DHL’s report, “A Way Back to School”, indirectly sheds light on another probable dropouts related problem, i.e. the skipped-generation (SG). I’ve always wondered whether research was done on the number of school dropouts who come from a skipped-generation environment. The report increases the urgency to solve the school-dropouts problem and the probably intimately related skipped-generation issue, obviously starting with the latter. Suthichai Yoon’s article again emphasises the challenges of reforming higher education’s structure, students and teachers, bypassing a serious factor that influences the number and quality of students that can make it to university, the early age SG group.
Last week I experienced a live scenario of the SG issue. The wife of one of the workers at my place brought over the two-year old grandson, a matter of “rotating shifts”; the job was done and we were in sanook time. Once again I concluded that the kids were “overloaded” with love, attention and tolerance, but minor “play-teach” activities” were lacking. I was quite sure that this would also be the case at home.
Many reports on the importance of the “early age years”, where learning is concerned, on math for example, have been published by the Department of Mental Health website at www.dmh.go.th, Rajanukul Institute website www. rajanukul.go.th and others. The case of the little boy made me wonder if the valuable information of these costly reports ever reached the stakeholders at the so-called grassroots level.

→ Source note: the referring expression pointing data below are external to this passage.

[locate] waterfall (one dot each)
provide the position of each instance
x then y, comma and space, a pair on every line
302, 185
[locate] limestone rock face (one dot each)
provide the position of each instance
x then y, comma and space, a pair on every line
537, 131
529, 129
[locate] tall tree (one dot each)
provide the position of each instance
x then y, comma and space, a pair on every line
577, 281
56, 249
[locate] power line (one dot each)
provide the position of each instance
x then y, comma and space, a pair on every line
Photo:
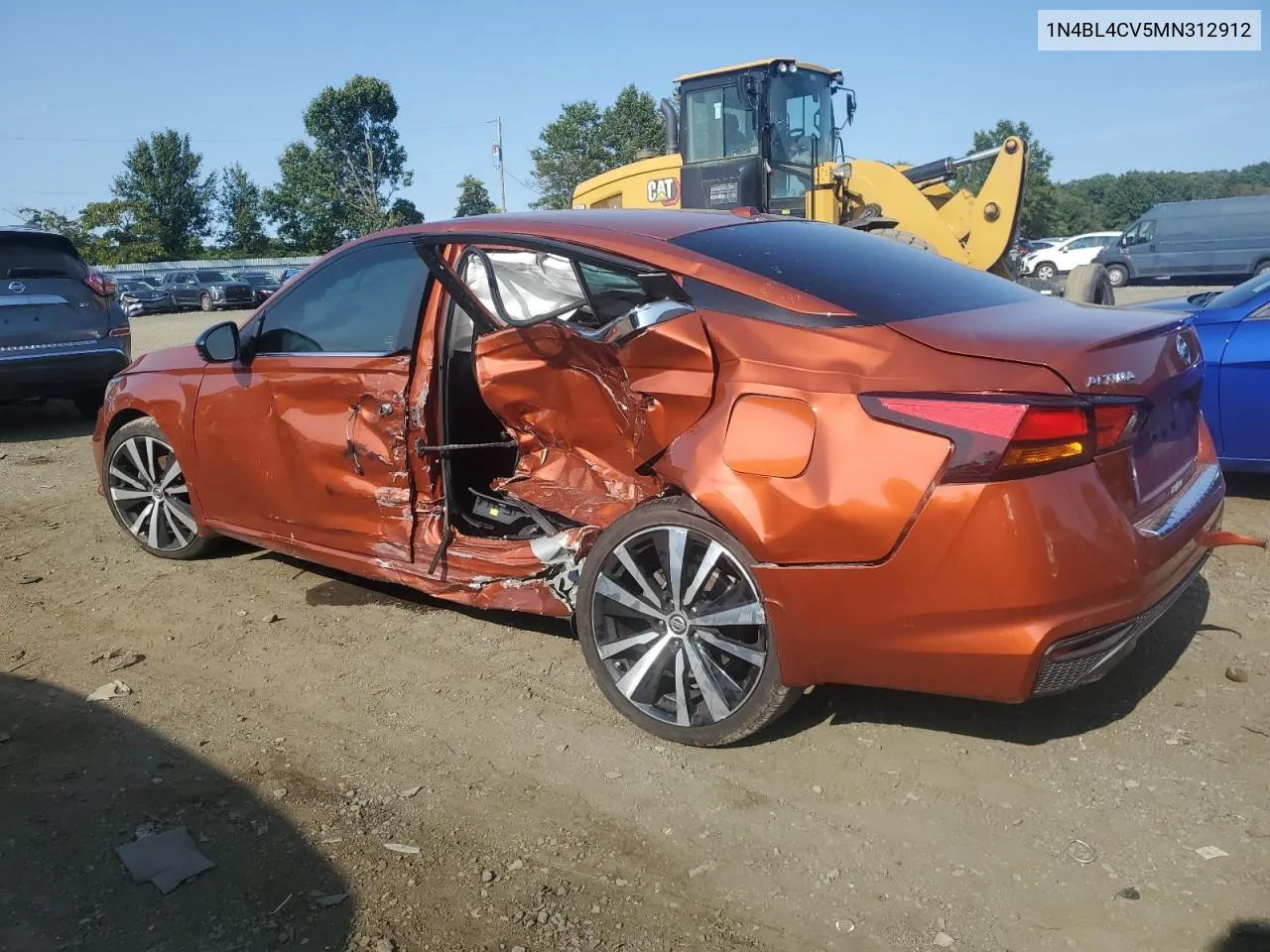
253, 139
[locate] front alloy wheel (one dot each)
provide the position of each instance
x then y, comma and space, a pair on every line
674, 629
148, 493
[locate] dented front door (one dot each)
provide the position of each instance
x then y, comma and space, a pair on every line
309, 449
594, 376
307, 440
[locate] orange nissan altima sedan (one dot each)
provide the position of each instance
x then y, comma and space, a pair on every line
744, 454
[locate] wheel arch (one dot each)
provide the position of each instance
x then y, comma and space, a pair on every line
175, 416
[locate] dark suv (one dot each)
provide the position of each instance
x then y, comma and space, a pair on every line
206, 289
63, 334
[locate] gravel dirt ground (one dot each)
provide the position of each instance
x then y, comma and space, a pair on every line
296, 721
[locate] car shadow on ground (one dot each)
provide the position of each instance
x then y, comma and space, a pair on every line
31, 422
1029, 724
79, 778
335, 588
1247, 936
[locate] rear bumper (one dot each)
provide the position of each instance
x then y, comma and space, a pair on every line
1000, 592
62, 375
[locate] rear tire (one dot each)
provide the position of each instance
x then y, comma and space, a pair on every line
1089, 285
1118, 275
638, 558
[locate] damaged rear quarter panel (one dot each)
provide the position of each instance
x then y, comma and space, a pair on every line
855, 499
587, 416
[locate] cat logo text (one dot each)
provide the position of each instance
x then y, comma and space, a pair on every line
663, 190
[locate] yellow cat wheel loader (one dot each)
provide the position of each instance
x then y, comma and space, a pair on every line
763, 135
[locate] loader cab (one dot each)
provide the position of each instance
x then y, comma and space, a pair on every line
752, 135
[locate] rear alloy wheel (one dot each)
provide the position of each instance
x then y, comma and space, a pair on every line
1118, 275
148, 493
674, 629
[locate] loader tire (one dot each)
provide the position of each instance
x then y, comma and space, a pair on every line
905, 238
1089, 285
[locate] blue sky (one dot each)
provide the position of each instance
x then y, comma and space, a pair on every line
238, 75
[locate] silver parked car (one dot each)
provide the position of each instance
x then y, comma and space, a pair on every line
206, 289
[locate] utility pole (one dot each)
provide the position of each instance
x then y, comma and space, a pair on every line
498, 153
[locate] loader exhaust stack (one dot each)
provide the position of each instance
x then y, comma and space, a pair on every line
672, 127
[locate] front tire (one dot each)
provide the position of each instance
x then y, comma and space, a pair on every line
674, 629
148, 493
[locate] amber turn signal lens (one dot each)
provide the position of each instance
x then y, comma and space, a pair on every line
1025, 456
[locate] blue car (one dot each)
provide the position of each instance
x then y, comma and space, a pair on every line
1234, 334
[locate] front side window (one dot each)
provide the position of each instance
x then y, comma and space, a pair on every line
363, 302
719, 126
1141, 234
801, 111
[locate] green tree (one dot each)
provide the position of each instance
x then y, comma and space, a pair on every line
572, 151
403, 211
343, 184
163, 185
239, 212
630, 125
584, 141
1039, 204
474, 198
305, 203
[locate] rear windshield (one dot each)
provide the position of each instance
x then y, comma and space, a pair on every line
1241, 294
873, 277
39, 258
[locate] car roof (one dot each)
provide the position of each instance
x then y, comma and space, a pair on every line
584, 222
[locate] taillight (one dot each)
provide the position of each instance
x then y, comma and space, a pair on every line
1005, 436
1116, 424
100, 284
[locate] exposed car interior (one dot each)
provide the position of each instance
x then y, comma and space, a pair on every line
518, 286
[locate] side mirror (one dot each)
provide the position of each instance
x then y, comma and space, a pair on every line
218, 343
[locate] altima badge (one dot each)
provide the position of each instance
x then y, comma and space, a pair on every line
1107, 380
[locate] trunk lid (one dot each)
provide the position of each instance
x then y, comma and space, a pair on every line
44, 298
1100, 353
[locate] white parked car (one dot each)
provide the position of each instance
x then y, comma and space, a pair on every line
1060, 259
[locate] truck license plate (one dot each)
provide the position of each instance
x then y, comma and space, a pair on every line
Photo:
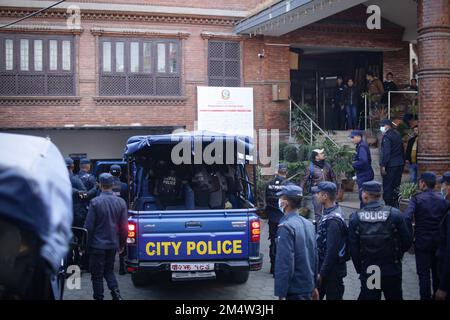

In one of my articles I suggested using teachers with a masters degree in pedagogy to support older skipped-generation members and caregivers. The knowledge needed to “play-teach” the early age group can be taught by kindergarten teachers through short, basic weekend courses for caregivers. The ex-remote workforce members and OTOP villagers who today lay tiles, build houses, make rice baskets, knit bags etc, posses the necessary reading/mathematics/arithmetic/geometrics/pattern recognition related capabilities to perform the important “early age play-teach” task. The DHL report indirectly sounds another wake-up call, pointing at the pillars of our educational system, which makes “Early Age Flying Squad Support” teams almost compulsory.